A simple recipe for loaded vegan nachos with a punchy butternut squash queso, pinto beans, avocado, and all your favorite nacho toppings.
Recipe Type: Appetizer
Keyword: Vegan Nachos
Makes: 6 servings
Author: Elizabeth Stark
Ingredients
Queso
  • 1 medium butternut squash
  • Olive oil
  • Sea salt
  • 1/2 cup raw, hulled pepitas (aka pumpkin seeds), covered with boiling water and soaked for 20 minutes
  • 1/2 cup nutritional yeast
  • 2 - 4 tablespoons pickled jalapeños plus 1/4 cup juice
  • 1 tablespoon garlic granules
  • 1/2 sea salt
Nachos and Toppings
  • 1 16- ounce can pinto beans
  • 1/2 a red onion
  • 2 tablespoons oilve oil
  • 1 teaspoon cumin seed
  • 1 teaspoon chipotle chili powder
  • 11 ounces corn tortilla chips
  • 2 avocados, sliced
  • 4 radishes, thinly sliced
  • 3 green onions, sliced
  • 1/2 cup sliced cherry tomatoes
  • 1/4 cup chopped cilantro leaves
  • Pico de gallo or other salsa
  • Lime wedges, for serving
Instructions
  1. To make the queso, heat the over to 350 degrees F and line a rimmed baking sheet with parchment. Halve the squash and removed the seeds. Rub the squash all over with olive oil and sprinkle with sea salt. Place squash cut side down on the baking sheet and bake until very tender, about 60 minutes. Set aside until cool enough to handle then scoop the squash out, leaving the skin behind. You'll need 2 cups of the squash puree.
  2. In the bowl of a food processor, pulse to combine 2 cups squash, strained pumpkin seeds, nutritional yeast, pickled jalapeños, garlic granules, and sea salt. With food processor running, drizzle in jalapeño pickle juice a little at a time, adding enough to give you a pillowy, spreadable texture. Add more salt, jalapenos, or garlic powder to taste. Scrape queso out of the food processor.
  3. Meanwhile, prep the rest of the ingredients.

 Cut the onion half into two sections. Mince enough of one section to give you 1/4 cup. Slice the rest of the onion into paper thin slices. Then cut those into 1-inch segments.
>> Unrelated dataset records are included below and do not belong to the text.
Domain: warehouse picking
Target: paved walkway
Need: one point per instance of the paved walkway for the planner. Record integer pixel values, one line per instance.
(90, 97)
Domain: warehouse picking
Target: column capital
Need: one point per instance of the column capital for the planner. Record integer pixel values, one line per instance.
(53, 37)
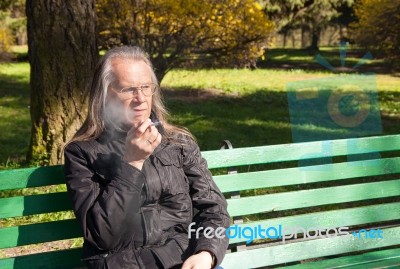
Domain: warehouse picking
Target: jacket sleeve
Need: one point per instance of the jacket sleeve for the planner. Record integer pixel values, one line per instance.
(210, 206)
(109, 215)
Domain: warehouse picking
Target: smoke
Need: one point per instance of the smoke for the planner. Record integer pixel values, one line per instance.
(116, 116)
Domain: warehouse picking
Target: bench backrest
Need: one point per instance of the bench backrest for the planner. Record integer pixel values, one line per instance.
(349, 182)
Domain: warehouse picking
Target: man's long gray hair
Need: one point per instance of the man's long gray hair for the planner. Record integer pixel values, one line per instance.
(95, 122)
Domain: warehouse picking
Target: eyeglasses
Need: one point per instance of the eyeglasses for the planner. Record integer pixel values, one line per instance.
(132, 91)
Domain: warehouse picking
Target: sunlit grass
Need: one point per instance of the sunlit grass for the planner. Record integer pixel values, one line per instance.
(250, 107)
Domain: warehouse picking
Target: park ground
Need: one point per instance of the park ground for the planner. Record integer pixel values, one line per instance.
(248, 107)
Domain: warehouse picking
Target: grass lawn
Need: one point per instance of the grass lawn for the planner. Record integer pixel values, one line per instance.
(249, 108)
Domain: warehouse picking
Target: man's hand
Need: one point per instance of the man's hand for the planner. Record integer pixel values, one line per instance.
(201, 260)
(141, 141)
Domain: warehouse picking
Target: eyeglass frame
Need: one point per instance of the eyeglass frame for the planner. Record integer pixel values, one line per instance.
(137, 88)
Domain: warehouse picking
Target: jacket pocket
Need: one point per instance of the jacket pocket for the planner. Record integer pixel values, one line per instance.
(152, 224)
(171, 172)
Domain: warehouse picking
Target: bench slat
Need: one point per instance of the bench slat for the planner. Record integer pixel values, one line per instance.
(300, 151)
(300, 250)
(64, 259)
(39, 233)
(303, 175)
(314, 197)
(31, 177)
(333, 218)
(34, 204)
(370, 260)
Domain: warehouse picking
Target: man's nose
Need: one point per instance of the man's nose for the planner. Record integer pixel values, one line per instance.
(140, 96)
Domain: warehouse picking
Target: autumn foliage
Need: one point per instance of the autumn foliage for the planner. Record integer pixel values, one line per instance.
(378, 27)
(231, 33)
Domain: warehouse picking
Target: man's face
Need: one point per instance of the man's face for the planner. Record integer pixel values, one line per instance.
(136, 107)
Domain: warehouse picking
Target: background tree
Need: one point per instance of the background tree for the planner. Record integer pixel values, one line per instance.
(233, 33)
(12, 26)
(62, 54)
(377, 28)
(309, 15)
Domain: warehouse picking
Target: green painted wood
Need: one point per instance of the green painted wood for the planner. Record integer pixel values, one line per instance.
(314, 197)
(34, 204)
(370, 260)
(334, 218)
(31, 177)
(64, 259)
(303, 175)
(300, 151)
(302, 250)
(39, 233)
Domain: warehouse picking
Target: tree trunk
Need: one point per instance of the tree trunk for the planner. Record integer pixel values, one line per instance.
(62, 54)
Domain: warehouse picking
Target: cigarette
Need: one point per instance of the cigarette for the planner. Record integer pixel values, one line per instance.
(155, 123)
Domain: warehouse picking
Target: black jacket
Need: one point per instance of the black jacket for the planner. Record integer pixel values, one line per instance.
(122, 209)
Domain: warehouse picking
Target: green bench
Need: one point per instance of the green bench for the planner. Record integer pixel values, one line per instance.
(355, 184)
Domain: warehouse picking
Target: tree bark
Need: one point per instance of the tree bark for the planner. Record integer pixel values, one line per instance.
(62, 54)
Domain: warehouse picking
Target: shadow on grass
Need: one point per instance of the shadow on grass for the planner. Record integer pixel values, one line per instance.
(255, 119)
(14, 119)
(288, 59)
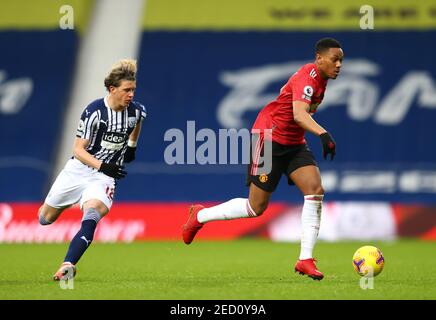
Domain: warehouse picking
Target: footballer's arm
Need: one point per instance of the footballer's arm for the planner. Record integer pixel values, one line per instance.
(80, 153)
(134, 135)
(303, 118)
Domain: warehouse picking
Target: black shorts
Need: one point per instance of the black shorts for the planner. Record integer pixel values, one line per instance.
(285, 159)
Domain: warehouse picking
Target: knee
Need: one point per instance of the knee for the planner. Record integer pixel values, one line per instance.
(96, 206)
(259, 207)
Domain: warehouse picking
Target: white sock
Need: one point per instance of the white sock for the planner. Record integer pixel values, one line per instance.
(310, 222)
(232, 209)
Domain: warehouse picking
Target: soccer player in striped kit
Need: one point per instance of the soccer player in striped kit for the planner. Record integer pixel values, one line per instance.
(106, 138)
(286, 119)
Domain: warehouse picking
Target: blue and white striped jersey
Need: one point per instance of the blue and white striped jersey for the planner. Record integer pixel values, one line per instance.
(108, 131)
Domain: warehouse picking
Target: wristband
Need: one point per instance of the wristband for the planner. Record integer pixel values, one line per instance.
(131, 143)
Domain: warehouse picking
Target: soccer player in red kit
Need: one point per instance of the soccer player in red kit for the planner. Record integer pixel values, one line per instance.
(287, 119)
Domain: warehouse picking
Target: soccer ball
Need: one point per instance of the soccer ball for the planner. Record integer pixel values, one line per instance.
(368, 261)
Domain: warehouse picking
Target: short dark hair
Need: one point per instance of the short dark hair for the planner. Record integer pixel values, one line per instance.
(325, 44)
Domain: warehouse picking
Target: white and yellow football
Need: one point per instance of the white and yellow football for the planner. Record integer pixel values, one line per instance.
(368, 261)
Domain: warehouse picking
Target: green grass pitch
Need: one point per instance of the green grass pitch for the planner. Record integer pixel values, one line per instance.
(221, 270)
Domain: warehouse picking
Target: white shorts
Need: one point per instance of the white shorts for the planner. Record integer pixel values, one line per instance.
(79, 183)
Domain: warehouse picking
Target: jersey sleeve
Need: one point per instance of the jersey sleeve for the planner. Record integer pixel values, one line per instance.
(303, 88)
(141, 111)
(87, 124)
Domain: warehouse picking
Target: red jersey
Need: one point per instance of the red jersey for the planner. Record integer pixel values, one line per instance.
(305, 85)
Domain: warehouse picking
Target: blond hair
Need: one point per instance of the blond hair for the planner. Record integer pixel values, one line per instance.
(122, 70)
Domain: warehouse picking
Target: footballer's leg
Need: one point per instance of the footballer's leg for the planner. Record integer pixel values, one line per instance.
(236, 208)
(308, 180)
(261, 184)
(93, 211)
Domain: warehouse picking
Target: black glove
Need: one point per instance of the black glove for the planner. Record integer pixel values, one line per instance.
(328, 145)
(129, 156)
(113, 170)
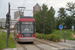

  4. Set a medium saucepan over medium heat. When hot, add the oil and 1/4 cup minced onions. Cook 5 - 7 minutes, then add the cumin, chili powder and cook 1 minute more. Add beans and their liquid. Bring to a gentle simmer, then turn heat to low and cook, stirring occasionally and smashing some of the beans against the side of the pan, for 20 minutes.
  5. To assemble the nachos, with oven still at 400 degrees F, set out a 9 x 13-inch baking dish. Cover the bottom with half the tortilla chips. Add swoops of queso and half the beans, and scatter some of the sliced red onions. Add remaining chips, another layer of queso, the remaining beans, and some of the red onions. Set nachos on the middle rack in the oven, and bake for 4 - 6 minutes, or just until everything is hot and the chips are starting to edge golden.
  6. Finish nachos with remaining fixings: sliced avocados, radishes, green onions, tomatoes, cilantro, and lime wedges. Serve right away with pice de gallo or the salsa of your choice.